Ken Davids has his August reviews online, this time its a barrelfull of beans from Nicaragua. Nic’s on the way up, says Ken…

“…a fairly consistent Nicaragua flavor profile has emerged: sweet, balanced, rich, often full-bodied, with more emphasis on the low-toned chocolate and apricot/papaya side of the fruit sensation than on the higher-toned, floral, citrus side.”

Ken sagely notes the contribution of Thanksgiving Coffee’s Paul Katzeff, who has been an tireless promoter and supporter of Nicaraguan coffees for most of his career. Good on him. Really.
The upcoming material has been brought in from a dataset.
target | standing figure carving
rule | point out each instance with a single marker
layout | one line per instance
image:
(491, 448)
Nicaraguan coffees came up as a point of a lengthy and thoroughly engaging conversation with Lindsey Bolger last Friday. [I suspect Lindsey has forgotten more about coffee than I’ve learned yet… and I don’t think she’s forgotten much.] While Green Mountain does not today offer a single-origin Nic, it sources a number of Fair Trade Organics from Nicaraguan coops for its blends. It’d be nifty to source a single-origin bean, but it’s not always about what we want… it’s about what’s in the cup.
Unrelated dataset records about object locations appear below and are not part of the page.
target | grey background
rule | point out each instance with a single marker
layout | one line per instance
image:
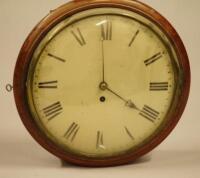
(20, 156)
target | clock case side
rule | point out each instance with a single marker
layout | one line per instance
(37, 34)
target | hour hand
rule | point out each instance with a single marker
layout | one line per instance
(128, 103)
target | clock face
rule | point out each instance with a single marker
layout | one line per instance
(102, 82)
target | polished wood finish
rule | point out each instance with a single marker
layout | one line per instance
(22, 66)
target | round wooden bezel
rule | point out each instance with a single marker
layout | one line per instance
(55, 16)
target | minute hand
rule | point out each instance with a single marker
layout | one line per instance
(128, 103)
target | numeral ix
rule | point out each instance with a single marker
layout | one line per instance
(72, 131)
(53, 110)
(153, 59)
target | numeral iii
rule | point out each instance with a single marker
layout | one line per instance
(158, 86)
(49, 85)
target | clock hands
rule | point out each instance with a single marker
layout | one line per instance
(129, 103)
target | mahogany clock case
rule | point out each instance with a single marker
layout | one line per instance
(56, 16)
Learned from Lindsey: Nicaragua’s vintage Bourbon varietals have survived the country’s political tumult… perhaps they’ve survived because of it. In either case, Nicaragua was never planted with the high-yield hybrids that have become the bane of Central coffees — the Catimors and their ilk — and as a result, their seedstock is something of an heirloom gene pool.